In what could be labeled a landmark decision, a federal circuit court extended Price Waterhouse v. Hopkins to hold that, as a matter of law in every case, a claim of sexual orientation discrimination is a claim of sex discrimination under Title VII.
Since the Supreme Court’s 1989 Price Waterhouse decision, courts have recognized that Title VII’s prohibition on sex discrimination extends to claims of “sex stereotyping,” meaning that discrimination because an individual fails to conform to generally-accepted (and expected) gender norms is a form of sex discrimination. In Price Waterhouse‘s wake, plaintiffs have sought an extension of the holding to sexual orientation discrimination claims, but courts have declined the invitation, generally relying on the theory that Congress meant “sex” when it enacted Title VII, and sex is categorically different than sexual orientation. This position has been reaffirmed twice in the past month alone:
- On March 10, 2017, a three-judge panel from the Eleventh Circuit held in Evans v. Georgia Regional Hospital that sexual orientation discrimination is not covered by Title VII (though it gave the plaintiff leave to amend so she could state a Price Waterhouse-style “gender nonconformity” claim).

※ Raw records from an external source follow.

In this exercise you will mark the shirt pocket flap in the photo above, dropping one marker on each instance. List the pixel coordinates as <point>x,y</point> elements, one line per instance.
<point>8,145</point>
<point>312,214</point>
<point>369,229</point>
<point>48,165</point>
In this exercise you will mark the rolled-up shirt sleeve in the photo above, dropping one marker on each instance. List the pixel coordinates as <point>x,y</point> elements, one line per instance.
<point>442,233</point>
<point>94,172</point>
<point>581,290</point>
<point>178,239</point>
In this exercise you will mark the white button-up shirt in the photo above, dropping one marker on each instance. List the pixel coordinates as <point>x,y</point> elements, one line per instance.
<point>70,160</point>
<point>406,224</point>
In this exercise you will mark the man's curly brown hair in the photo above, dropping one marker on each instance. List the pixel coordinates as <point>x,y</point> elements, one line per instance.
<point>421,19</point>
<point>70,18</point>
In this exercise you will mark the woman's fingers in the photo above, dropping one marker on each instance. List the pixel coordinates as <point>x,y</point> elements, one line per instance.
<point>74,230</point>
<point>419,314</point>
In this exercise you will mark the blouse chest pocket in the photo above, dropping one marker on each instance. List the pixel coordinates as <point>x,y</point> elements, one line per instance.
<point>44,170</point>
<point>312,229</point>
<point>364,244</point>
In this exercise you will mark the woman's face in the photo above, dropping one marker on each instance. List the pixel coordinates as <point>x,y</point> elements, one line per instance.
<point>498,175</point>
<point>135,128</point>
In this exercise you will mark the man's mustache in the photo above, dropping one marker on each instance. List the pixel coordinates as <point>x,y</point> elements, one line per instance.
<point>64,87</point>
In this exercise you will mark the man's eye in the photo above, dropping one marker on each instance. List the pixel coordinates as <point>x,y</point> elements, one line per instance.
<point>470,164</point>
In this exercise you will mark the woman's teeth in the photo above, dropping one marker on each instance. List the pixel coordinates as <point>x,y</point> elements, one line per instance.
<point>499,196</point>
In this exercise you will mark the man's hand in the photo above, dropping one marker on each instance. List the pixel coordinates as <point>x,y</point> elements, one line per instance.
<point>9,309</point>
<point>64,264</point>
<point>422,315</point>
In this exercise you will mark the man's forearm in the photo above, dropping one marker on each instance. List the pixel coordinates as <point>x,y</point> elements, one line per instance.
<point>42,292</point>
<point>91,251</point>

- On March 27, 2017, a panel from the Second Circuit likewise ruled that Title VII does not protect individuals from discrimination on the basis of sexual orientation. Again, the Second Circuit pointed to Price Waterhouse‘s sex stereotyping theory as a means for redress.
Then, on April 4, 2017, the Seventh Circuit became the first federal appeals court to rule that Title VII protects against sexual orientation discrimination, not only under Price Waterhouse but by analogizing sexual orientation discrimination claims to the race discrimination claim in Loving v. Virginia, as well. In Hively v. Ivy Tech Community College of Indiana, the full court ruled 8-3 following rehearing en banc. The decision effectively nullified decades-old case law in the circuit and could open the door to plaintiffs who have otherwise tried—and largely failed—to assert sexual orientation discrimination claims under Title VII. (To be clear, LGBT plaintiffs have not been entirely without recourse; when artfully pled, some have sufficiently stated claims for sex stereotyping, and many state anti-discrimination laws prohibit sexual orientation outright.)
Hively’s reach will become clear in the near future. Only five days before the Seventh Circuit’s decision, the plaintiff in Evans asked the Eleventh Circuit to rehear her case en banc. The Eleventh Circuit may therefore be one to watch, though perhaps the more influential decision will come from the Supreme Court itself, since Hively has now created a circuit split.
Nilan Johnson Lewis labor and employment attorneys have always counseled employers to take claims of sexual orientation discrimination seriously and will continue to do so after this decision. We will continue to monitor these cases and advise employers on how they should address this ruling in the workplace.